03.md



title: Problem Set 3


(4.1)
{:.question}
Verify that the entropy function satisfies the required properties of continuity, non-negativity,
monotonicity, and independence.
I will prove these properties for the discrete case.
First, I want to show that \lim_{x \to 0^+} x \log_b x = 0 for any b > 1, since otherwise
entropy is not defined for distributions that assign zero probability to any outcome. This can be
done using L'Hôpital's Rule.

\begin{align*}
\lim_{x \to 0^+} x \log_b x &= \lim_{x \to 0^+} \frac{\log_b x}{x^{-1}} \\
&= \lim_{x \to 0^+} \frac{\frac{d}{d x} \log_b x}{\frac{d}{d x} x^{-1}} \\
&= \lim_{x \to 0^+} \left( \frac{1}{x \ln b} \right) \left( \frac{-1}{x^{-2}} \right) \\
&= \lim_{x \to 0^+} \frac{-x}{\ln b} \\
&= 0
\end{align*}


Continuity
To talk about the continuity of entropy, we need to define a
topology for probability distributions.
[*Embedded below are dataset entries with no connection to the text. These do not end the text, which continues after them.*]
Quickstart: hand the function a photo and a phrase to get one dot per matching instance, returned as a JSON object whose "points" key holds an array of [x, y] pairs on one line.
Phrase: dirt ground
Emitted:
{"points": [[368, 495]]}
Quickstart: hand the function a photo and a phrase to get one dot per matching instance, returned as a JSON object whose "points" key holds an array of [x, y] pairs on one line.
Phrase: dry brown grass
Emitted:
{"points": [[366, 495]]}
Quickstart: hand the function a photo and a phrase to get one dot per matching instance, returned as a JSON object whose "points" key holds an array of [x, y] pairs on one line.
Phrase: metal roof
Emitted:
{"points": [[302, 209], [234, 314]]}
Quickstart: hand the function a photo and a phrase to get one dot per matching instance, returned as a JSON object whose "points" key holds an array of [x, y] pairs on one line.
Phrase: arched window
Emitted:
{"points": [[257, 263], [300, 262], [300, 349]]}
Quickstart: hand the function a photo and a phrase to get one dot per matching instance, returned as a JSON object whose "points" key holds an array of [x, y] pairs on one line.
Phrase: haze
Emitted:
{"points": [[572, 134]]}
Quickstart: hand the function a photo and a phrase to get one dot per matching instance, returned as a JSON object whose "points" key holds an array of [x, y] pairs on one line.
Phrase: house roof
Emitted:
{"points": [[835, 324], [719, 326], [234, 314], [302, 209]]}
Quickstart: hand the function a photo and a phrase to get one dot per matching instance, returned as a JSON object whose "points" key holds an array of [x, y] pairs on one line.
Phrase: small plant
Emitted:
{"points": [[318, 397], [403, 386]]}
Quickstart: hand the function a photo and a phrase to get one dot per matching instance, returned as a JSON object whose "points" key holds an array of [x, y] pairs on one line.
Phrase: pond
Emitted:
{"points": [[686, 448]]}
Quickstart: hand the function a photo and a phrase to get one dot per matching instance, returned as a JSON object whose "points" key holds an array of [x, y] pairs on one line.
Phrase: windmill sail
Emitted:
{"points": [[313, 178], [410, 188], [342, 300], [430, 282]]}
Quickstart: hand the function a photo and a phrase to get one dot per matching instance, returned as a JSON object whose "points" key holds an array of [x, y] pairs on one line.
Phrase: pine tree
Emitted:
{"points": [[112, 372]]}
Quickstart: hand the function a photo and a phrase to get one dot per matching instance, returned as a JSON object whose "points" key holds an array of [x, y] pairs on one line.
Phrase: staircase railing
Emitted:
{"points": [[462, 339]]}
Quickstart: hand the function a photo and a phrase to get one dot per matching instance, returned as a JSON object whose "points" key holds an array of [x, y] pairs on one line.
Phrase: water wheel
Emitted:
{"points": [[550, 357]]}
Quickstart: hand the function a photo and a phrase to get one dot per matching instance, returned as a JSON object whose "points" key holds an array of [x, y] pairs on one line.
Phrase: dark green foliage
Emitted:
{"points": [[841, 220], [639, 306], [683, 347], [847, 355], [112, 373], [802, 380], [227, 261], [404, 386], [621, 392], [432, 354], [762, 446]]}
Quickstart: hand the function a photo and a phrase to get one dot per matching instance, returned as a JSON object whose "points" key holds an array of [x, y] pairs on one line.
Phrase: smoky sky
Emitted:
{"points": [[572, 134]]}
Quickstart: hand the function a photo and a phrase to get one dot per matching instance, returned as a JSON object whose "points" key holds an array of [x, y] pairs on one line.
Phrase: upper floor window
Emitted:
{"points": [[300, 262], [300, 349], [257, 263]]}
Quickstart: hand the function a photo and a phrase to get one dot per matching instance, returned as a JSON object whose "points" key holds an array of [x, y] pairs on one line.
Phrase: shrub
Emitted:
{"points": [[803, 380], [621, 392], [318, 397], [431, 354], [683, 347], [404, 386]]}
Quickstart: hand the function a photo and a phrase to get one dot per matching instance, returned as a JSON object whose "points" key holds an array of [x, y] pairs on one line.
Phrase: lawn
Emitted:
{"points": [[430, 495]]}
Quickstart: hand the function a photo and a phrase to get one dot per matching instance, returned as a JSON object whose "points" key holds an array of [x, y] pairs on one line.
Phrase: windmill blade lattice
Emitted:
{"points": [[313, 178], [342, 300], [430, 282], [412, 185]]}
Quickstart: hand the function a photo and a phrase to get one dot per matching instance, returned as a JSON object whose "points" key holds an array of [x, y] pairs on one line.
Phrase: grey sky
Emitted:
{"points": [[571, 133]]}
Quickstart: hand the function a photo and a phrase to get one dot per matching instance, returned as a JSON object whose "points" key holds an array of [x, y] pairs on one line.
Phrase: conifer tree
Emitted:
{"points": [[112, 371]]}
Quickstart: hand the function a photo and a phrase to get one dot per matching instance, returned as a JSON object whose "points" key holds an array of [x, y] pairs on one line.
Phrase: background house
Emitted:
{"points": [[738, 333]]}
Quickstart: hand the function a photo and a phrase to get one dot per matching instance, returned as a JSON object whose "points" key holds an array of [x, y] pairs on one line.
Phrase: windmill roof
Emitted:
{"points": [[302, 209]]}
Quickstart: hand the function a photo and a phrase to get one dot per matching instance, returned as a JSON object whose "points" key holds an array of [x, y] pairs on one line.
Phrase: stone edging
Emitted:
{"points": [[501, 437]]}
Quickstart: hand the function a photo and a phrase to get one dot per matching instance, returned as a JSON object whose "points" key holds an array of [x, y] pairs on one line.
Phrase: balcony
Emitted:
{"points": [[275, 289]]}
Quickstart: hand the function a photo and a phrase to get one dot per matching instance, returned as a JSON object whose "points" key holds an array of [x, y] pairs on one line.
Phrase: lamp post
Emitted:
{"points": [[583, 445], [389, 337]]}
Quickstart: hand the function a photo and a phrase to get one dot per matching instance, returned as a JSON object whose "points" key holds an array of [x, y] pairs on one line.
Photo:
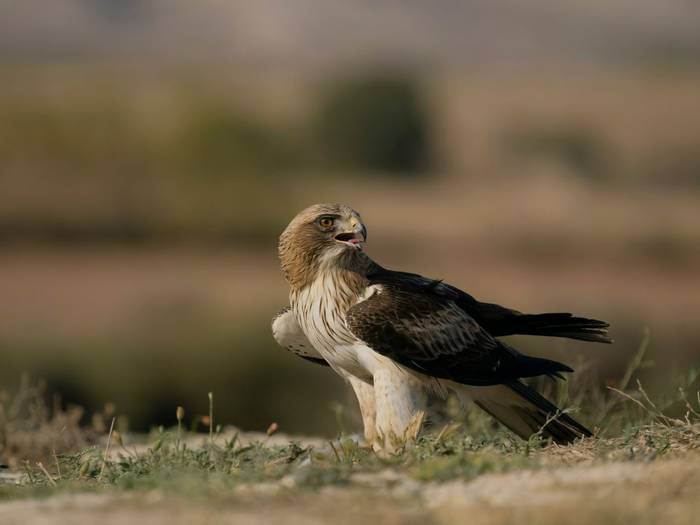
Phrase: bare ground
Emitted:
{"points": [[664, 491]]}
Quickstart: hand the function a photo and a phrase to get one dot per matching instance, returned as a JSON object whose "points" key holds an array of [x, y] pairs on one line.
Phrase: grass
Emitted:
{"points": [[631, 427]]}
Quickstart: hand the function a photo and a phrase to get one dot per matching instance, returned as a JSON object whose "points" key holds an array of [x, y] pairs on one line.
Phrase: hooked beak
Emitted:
{"points": [[354, 238]]}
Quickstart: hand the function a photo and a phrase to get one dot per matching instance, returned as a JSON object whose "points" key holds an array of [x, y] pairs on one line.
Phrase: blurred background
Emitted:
{"points": [[542, 155]]}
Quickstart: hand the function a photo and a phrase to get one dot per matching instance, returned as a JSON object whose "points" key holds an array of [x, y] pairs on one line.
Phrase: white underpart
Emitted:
{"points": [[399, 394]]}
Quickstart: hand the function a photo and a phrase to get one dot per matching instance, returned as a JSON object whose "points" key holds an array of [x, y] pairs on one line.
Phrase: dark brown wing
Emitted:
{"points": [[425, 330], [498, 320]]}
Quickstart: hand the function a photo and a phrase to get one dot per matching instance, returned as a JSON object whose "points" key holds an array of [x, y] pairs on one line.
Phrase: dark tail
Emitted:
{"points": [[560, 325], [525, 412]]}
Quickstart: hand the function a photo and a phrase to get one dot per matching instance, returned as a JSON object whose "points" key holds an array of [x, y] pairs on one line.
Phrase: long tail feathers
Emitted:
{"points": [[561, 325], [525, 412]]}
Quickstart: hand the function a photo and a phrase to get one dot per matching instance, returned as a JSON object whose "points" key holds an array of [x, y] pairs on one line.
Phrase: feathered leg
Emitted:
{"points": [[400, 404], [368, 410]]}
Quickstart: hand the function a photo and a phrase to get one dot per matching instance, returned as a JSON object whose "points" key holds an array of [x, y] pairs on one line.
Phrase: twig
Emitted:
{"points": [[46, 472], [211, 417], [109, 442], [337, 456]]}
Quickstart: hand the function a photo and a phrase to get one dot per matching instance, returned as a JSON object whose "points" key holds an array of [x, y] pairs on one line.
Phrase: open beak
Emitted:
{"points": [[354, 238]]}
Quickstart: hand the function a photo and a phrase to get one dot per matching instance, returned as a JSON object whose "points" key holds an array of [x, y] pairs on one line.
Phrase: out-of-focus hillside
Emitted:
{"points": [[545, 156], [316, 33]]}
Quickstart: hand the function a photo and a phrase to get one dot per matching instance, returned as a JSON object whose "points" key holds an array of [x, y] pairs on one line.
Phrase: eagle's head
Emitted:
{"points": [[322, 234]]}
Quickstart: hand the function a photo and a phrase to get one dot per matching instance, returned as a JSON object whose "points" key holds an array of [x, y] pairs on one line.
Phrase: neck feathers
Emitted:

Let \Omega be
a set of finite cardinality n. The space of probability distributions over \Omega can be
viewed as the set of vectors in \mathbb{R}_{\geq 0}^n with L^1 norm 1. In this way entropy
is a function that maps a subset of \mathbb{R}_{\geq 0}^n to \mathbb{R}. So I will prove the
continuity of entropy with respect to the topologies of \mathbb{R}_{\geq 0}^n and
\mathbb{R}.
First let's show that x \log x is continuous. I take as given that \log(x) is a continuous
function on its domain (after all it's the inverse of e^x, which is strictly monotonic and
C^\infty). Then x \log(x) is also continuous, since finite products of continuous functions
are continuous. This suffices for x > 0. At zero, x \log x is continuous because we have
defined it to be equal to the limit we found above.
Thus each term of the entropy function is a continuous function from \mathbb{R}_{\geq 0} to
\mathbb{R}. But we can also view each term as a function from \mathbb{R}_{\geq 0}^n to
\mathbb{R}. Each one ignores most of its inputs, but this doesn't change its continuity. (The
epsilon-delta proof follows easily from the triangle inequality, since the only part of the distance
between inputs that matters is that along the active coordinate.) So entropy is a sum of continuous
functions, and is thus continuous.

Non-negativity
The probability of each individual outcome must be between zero and one. Thus -p_i \log p_i \geq
0 for all i. Since x \log x is only equal to zero when x is zero or one, the entropy
can only be zero when a single outcome has probability one.

Monotonicity
Note that \partial/\partial p_i H(p) = -\log(p_i) - 1 for any i. This is a strictly
decreasing function, so entropy is strictly concave on all of \mathbb{R}_{\geq 0}^n. The
constraint that \sum p_i is one is linear, so entropy is concave on this subset of
\mathbb{R}_{\geq 0}^n as well. Thus there is a unique global maximum.
We can locate it using a Lagrange multiplier.
Our Lagrange function is

-\sum_{i = 1}^n p_i \log p_i + \lambda \left( \sum_{i = 1}^n p_i - 1 \right)

The partial derivative with respect to any p_i is -\log p_i - 1 + \lambda. Since this
depends only on \lambda, it implies that all the p_i must be the same. Taking our constraint
into account this means there's only one possibility: p_i = 1/n for all i. This is the
maximum entropy distribution that we seek.
Call this distribution p_*. Its entropy is -\sum_{i = 1}^n 1/n \log 1/n = -\log 1/n. Thus

H(p) \leq H(p_*) = - \log \frac{1}{n}

for all probability distributions p over n outcomes. Equality is only achieved for p_*
itself, since the maximum is unique. Note that H(p_*) grows without bound as n increases.